Gold futures for December delivery rose $1.40 to $1,059.50 at 10:47 a.m. on the Comex division of the New York Mercantile Exchange. Earlier, the price reached $1,069.
The dollar has dropped more than 7 percent this year against the currency basket. The Federal Reserve has kept its benchmark interest rate at zero to 0.25 percent since December. Crude-oil costs, used by some investors as an inflation guide, climbed above $80 a barrel to a one-year high before erasing gains.
“The market is telling us there’s going to be inflation,” Kaplan said. “People are being encouraged to buy gold.”
Hedge-fund manager David Einhorn, who runs New York-based Greenlight Capital Inc., said he is buying gold to bet against the dollar and inflation.
‘Dental Procedure’
“Gold should do very well if there is a sovereign debt default or a currency crisis,” Einhorn said yesterday at a conference in New York. “Picking currencies is like choosing my favorite dental procedure.”

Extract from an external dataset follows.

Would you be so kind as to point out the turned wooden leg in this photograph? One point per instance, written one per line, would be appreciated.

The recent rally to a record may prompt some investors to make sales, Commerzbank AG said.
“While many speculators had rushed to jump onto the bandwagon, an expanding minority of short-term investors is betting on falling prices,” the bank said in a report.
Silver futures for December delivery rose 5 cents, or 3 percent, to $17.675 an ounce. The metal jumped 56 percent this year through yesterday.